Although Smith acknowledged that the APA and the NCPA have come a long way in the months of negotiation, there are still gray areas that need to be ironed out, and he hopes to continue with the ongoing dialogue. Even though BCBSNC agreed to obtain current releases for psychotherapy notes, it has yet to disclose the circumstances under which it could ask for the notes and what will happen if the patient or physician refuses. Meanwhile, without the ability to absolutely assure patients that their private lives will not end up in front of a claims handler or worse, Smith agreed the therapeutic relationship with patients is at risk.
"The insurers have become more aggressive, more pushy. Psychiatrists have to be alerted to this, and we have to get more people focusing on the erosion that's occurring in the therapist-patient relationship by virtue of this secretive, almost clandestine...slipping into your office to get to your patients' charts without their knowledge," Smith said. "Some psychiatrists are just doing it, and they are not telling their patients."
Harris, however, said that the requests being made by BCBSNC are business-related and not meant to interfere with treatment. "Our needs are basically business needs," he said. "We are not engaged in making clinical decisions. We're engaged in running an insurance company with a variety of products."
Harris also said that in the vast majority of instances, the mental health records, absent the psychotherapy notes, would be adequate for company purposes. While acknowledging that BCBSNC would sometimes ask for complete records, he declined to comment on the circumstances that would generate the request or what the company would do if the patient or physician declined to comply. He also would not comment on whether the possibility of disclosure could have a therapeutic impact.
"I'm not a psychiatrist, and I really can't comment," Harris, an internist, said. "What we have done is made substantial changes and substantial improvements, and communicated them to the NCPA, and they have been very well received. We fully anticipate that these changes will not only be well received by the association but by the lion's share of practicing psychiatrists in North Carolina."
Former APA president Harold Eist, M.D., the current American representative to the World Psychiatric Association, disagreed that the fight to preserve patient confidentiality will necessarily end with agreements such as those hashed out with BCBSNC. A long-time critic of managed care's policies, the Bethesda, Md.-based private practice psychiatrist and medical director of Montgomery County Child and Family Health Services bristles at what has transpired.

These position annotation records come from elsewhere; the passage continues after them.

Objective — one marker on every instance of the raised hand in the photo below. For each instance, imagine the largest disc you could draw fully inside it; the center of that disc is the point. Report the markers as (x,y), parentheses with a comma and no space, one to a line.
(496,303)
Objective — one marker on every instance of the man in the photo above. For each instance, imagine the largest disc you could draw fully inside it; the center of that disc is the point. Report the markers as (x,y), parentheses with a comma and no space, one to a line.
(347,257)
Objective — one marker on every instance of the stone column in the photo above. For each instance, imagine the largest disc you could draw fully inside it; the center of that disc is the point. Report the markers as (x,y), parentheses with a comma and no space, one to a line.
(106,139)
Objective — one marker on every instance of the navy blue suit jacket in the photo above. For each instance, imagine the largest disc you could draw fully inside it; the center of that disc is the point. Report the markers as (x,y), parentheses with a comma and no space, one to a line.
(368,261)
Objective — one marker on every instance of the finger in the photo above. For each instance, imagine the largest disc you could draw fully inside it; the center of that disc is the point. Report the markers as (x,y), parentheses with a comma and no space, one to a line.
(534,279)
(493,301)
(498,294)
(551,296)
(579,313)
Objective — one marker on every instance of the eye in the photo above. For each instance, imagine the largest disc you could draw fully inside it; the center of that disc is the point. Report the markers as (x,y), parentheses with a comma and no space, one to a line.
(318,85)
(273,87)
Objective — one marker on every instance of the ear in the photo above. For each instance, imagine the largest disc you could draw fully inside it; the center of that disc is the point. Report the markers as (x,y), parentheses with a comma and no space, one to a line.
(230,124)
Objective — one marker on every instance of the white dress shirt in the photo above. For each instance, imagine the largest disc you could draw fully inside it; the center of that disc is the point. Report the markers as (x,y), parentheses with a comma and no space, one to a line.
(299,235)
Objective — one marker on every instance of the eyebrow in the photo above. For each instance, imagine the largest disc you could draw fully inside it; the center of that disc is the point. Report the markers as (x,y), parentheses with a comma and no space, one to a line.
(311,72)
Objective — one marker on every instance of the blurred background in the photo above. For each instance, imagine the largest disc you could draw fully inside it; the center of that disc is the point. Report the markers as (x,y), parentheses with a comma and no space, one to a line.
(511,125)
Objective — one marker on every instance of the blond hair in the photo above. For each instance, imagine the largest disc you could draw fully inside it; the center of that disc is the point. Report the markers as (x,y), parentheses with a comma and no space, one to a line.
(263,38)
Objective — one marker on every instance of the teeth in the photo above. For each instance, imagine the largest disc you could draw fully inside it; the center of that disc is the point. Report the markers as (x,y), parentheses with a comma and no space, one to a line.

"In my view, the Blues have been vicious in attempting to win what seems to be a power struggle or control battle, one which is fairly typical of the managed care industry," Eist told PT. "The Etters have been heroic in defending their patients' privacy rights."
Eist denied that there is ever any reason for a company to peer into patients' confidential records, charging that insurers want access to therapy notes for "nefarious purposes to get people to stop treatment or to stop using their insurance."
The battle over privacy will heat up nationally, Smith said, acknowledging, "It's a money issue versus standing up for your patients and for the practice of psychiatry."
"I don't think this will stop in North Carolina; it can't stop in North Carolina," Smith said. "The APA itself has to do a better job of focusing this issue for all psychiatrists."